Uranus gilt trotz seiner Größe als erstaunlich wenig erforscht. Bis heute war Voyager 2 die einzige Sonde am siebenten Planeten und lieferte 1986 wichtige Daten zu Monden, Ringen und dem ungewöhnlich geneigten Magnetfeld.
Drei Kernfragen für mögliche Mission
Der Entwurf nennt drei Kernfragen: Wie ist das Innere des Uranus aufgebaut, was treibt seine Magnetosphäre an und woraus bestehen Ringe und Monde. Magnetosphäre bezeichnet den Raum um einen Planeten, der von seinem Magnetfeld geprägt wird. Bisher wurden 29 Monde beim siebenten Planeten im Sonnensystem entdeckt.
Zwei Sonden für eine lange Reise
Laut Studie setzt CASMIUS auf zwei Raumsonden mit unterschiedlicher wissenschaftlicher Ausstattung. Beide sollen eigenständig messen und sich zugleich ergänzen, weil Datenmenge und Funkkontakt über die enorme Distanz eine besondere Herausforderung sind.

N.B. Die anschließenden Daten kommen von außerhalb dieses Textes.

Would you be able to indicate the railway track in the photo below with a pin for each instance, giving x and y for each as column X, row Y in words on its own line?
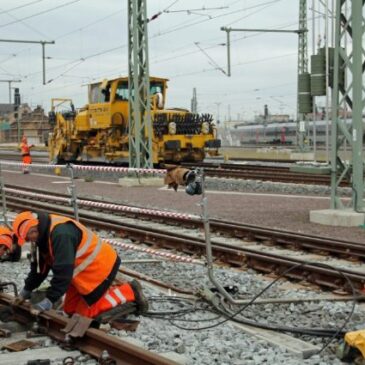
column 76, row 333
column 242, row 254
column 261, row 172
column 229, row 170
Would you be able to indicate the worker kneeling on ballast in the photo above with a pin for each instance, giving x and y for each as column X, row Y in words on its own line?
column 9, row 248
column 84, row 267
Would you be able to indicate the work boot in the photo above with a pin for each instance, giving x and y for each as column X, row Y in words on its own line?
column 140, row 299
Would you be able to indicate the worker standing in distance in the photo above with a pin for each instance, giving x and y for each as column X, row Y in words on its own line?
column 84, row 267
column 25, row 152
column 9, row 248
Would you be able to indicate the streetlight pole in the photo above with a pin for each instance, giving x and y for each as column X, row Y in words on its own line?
column 10, row 82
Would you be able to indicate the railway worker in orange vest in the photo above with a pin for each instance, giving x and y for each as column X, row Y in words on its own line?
column 9, row 248
column 84, row 267
column 25, row 151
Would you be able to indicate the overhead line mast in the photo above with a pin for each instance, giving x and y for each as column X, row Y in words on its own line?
column 140, row 124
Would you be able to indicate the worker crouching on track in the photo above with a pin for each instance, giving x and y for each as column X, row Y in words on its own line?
column 84, row 267
column 25, row 151
column 9, row 248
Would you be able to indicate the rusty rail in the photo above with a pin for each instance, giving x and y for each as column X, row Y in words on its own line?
column 94, row 342
column 236, row 256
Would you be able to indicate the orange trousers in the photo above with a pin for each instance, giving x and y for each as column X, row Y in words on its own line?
column 27, row 160
column 115, row 295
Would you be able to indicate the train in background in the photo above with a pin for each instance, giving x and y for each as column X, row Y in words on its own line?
column 283, row 134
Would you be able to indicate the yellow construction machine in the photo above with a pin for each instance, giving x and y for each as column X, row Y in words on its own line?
column 98, row 132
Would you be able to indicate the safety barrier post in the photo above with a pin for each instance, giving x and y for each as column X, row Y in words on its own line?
column 72, row 191
column 3, row 198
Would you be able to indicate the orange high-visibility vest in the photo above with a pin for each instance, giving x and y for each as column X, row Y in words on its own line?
column 94, row 258
column 24, row 148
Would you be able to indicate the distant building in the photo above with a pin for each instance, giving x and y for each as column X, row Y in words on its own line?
column 32, row 123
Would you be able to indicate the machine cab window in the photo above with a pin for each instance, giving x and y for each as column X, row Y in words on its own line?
column 99, row 93
column 122, row 92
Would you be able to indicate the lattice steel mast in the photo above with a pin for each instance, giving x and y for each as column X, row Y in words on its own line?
column 302, row 65
column 140, row 127
column 349, row 92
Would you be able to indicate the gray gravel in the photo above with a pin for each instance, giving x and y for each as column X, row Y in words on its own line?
column 224, row 344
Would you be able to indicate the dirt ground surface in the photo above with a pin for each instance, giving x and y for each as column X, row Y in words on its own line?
column 269, row 210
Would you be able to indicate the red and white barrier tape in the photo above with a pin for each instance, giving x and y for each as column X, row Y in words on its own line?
column 115, row 207
column 123, row 170
column 128, row 246
column 126, row 208
column 112, row 169
column 39, row 165
column 38, row 195
column 151, row 251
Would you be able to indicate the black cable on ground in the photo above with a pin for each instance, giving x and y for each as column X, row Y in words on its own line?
column 332, row 333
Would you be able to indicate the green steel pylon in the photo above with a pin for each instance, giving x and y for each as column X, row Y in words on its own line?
column 348, row 91
column 140, row 127
column 302, row 65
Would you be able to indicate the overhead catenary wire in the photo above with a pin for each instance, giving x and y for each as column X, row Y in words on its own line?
column 40, row 13
column 20, row 6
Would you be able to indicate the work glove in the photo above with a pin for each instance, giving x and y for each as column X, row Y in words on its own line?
column 23, row 295
column 43, row 305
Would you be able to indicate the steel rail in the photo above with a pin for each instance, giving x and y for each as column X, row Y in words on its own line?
column 236, row 256
column 93, row 342
column 272, row 236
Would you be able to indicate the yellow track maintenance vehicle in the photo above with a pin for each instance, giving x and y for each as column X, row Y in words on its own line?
column 99, row 131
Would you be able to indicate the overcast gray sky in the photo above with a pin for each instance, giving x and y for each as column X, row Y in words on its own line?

Für mögliche Starts zwischen 2033 und 2036 skizziert das Konzept Reisezeiten von meist acht bis zehn Jahren. Noch offen ist, welche konkrete Missionsform am Ende gewählt würde.

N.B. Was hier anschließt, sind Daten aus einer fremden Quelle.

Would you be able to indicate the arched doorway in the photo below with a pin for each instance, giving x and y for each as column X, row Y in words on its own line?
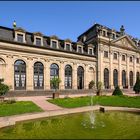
column 80, row 77
column 38, row 75
column 68, row 77
column 20, row 75
column 131, row 78
column 54, row 73
column 115, row 78
column 106, row 78
column 123, row 79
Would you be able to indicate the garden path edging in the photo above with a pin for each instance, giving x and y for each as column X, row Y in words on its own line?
column 11, row 120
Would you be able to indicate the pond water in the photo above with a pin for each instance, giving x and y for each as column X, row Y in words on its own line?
column 108, row 125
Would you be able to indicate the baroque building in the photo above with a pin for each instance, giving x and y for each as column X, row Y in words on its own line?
column 28, row 61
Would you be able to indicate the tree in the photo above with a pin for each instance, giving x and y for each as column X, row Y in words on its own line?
column 117, row 91
column 99, row 88
column 136, row 87
column 91, row 84
column 3, row 89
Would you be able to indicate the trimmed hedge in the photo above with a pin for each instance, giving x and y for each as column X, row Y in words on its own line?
column 117, row 91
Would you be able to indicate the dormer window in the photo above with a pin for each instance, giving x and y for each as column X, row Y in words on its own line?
column 54, row 44
column 38, row 41
column 20, row 38
column 19, row 35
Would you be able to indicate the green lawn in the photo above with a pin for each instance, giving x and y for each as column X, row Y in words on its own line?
column 123, row 101
column 19, row 107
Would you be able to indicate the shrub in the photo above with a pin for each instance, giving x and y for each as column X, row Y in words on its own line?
column 117, row 91
column 3, row 89
column 11, row 101
column 136, row 87
column 91, row 84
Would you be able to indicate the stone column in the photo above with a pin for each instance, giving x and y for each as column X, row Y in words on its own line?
column 100, row 69
column 111, row 71
column 134, row 67
column 47, row 75
column 127, row 72
column 61, row 75
column 29, row 75
column 9, row 73
column 120, row 71
column 86, row 77
column 74, row 76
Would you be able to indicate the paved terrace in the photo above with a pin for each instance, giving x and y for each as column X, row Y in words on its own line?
column 54, row 110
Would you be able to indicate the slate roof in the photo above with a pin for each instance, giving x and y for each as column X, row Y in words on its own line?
column 7, row 34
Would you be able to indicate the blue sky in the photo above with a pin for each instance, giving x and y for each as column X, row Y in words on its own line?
column 69, row 19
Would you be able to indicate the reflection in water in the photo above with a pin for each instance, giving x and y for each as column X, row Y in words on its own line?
column 108, row 125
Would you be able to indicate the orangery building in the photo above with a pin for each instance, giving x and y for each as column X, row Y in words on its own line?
column 28, row 61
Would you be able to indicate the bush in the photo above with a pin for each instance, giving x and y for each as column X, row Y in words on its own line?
column 117, row 91
column 136, row 87
column 91, row 84
column 3, row 89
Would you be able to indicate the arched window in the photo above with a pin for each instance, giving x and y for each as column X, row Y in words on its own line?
column 68, row 77
column 138, row 74
column 20, row 75
column 115, row 77
column 106, row 78
column 54, row 73
column 124, row 79
column 80, row 77
column 38, row 75
column 131, row 78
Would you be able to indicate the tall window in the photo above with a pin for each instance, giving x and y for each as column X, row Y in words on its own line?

Erkenntnisse zur Entstehung des Sonnensystems
Fachleute sehen in neuen Messungen eine Chance, mehr über die Entstehung des Sonnensystems und über ähnlich große Planeten bei anderen Sternen zu lernen. Ob CASMIUS jemals startet, ist offen, doch das Konzept sowie vorangegangene Vorschläge für Missionen zeigen, dass Uranus zunehmend in den Fokus der Forschung gerät.